R/deficit_power.R
In singcar: Comparing Single Cases to Small Samples

Documented in BTD_cov_power BTD_power TD_power

#' Power calculator for TD
#'
#' Calculates exact power given sample size or sample size given power, using
#' analytical methods for the frequentist test of deficit for a specified case
#' score and mean and standard deviation for the control sample. The mean and
#' standard deviation defaults to 0 and 1, so if no other values are given the
#' case score is interpreted as deviation from the mean in standard deviations.
#'
#' @param case A single value from the expected case observation.
#' @param mean The expected mean of the control sample.
#' @param sd The expected standard deviation of the control sample.
#' @param sample_size The size of the control sample, vary this parameter to see
#'   how the sample size affects power. One of sample size or power must be
#'   specified, not both.
#' @param power A single value between 0 and 1 specifying desired power for
#'   calculating necessary sample size. One of sample size or power must be
#'   specified, not both.
#' @param alternative The alternative hypothesis. A string of either "less" (default),
#'   "greater" or "two.sided".
#' @param alpha The specified Type I error rate. This can also be varied, with
#'   effects on power.
#' @param spec A single value between 0 and 1. If desired power is given as
#'   input the function will utilise a search algorithm to find the sample size
#'   needed to reach the desired power. However, if the power specified is
#'   greater than what is actually possible to achieve the algorithm could
#'   search forever. Hence, when power does not increase substantially for
#'   any additional participant in the sample, the algorithm stops.
#'   By default the algorithm stops when power does not increase more
#'   than 0.5\% for any added participant, but by varying \code{spec},
#'   this specificity can be changed.
#'
#' @return Either a single value of the exact power, if sample size is given.
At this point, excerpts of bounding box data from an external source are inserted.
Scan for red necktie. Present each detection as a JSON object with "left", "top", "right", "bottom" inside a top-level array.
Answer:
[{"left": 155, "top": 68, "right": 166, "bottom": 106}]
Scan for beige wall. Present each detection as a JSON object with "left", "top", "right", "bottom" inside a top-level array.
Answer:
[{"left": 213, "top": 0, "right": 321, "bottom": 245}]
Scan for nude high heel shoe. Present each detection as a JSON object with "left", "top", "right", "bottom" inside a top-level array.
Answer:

Or
#'   a dataframe consisting of both the sample size and the exact power such
#'   size would yield.
#' @export
#'
#' @examples
#' TD_power(case = -2, mean = 0, sd = 1, sample_size = 20)
#' TD_power(case = -2, mean = 0, sd = 1, power = 0.8)

TD_power <- function(case, mean = 0, sd = 1,
                     sample_size = NULL,
                     power = NULL,
                     alternative = c("less", "greater", "two.sided"),
                     alpha = 0.05, spec = 0.005) {

  ###
  # Set up error messages
  ###

  if (!is.null(sample_size) & !is.null(power)) stop("Must supply only one of sample size or desired power")
  if (is.null(sample_size) & is.null(power)) stop("Must supply either sample size or desired power")
  if (!is.null(power)) if (power > 1 | power < 0) stop("Desired power must be between 0 and 1")
  if (!is.null(sample_size)) if (sample_size < 2) stop("Sample size must be greater than 1")
  if (alpha < 0 | alpha > 1) stop("Type I error rate must be between 0 and 1")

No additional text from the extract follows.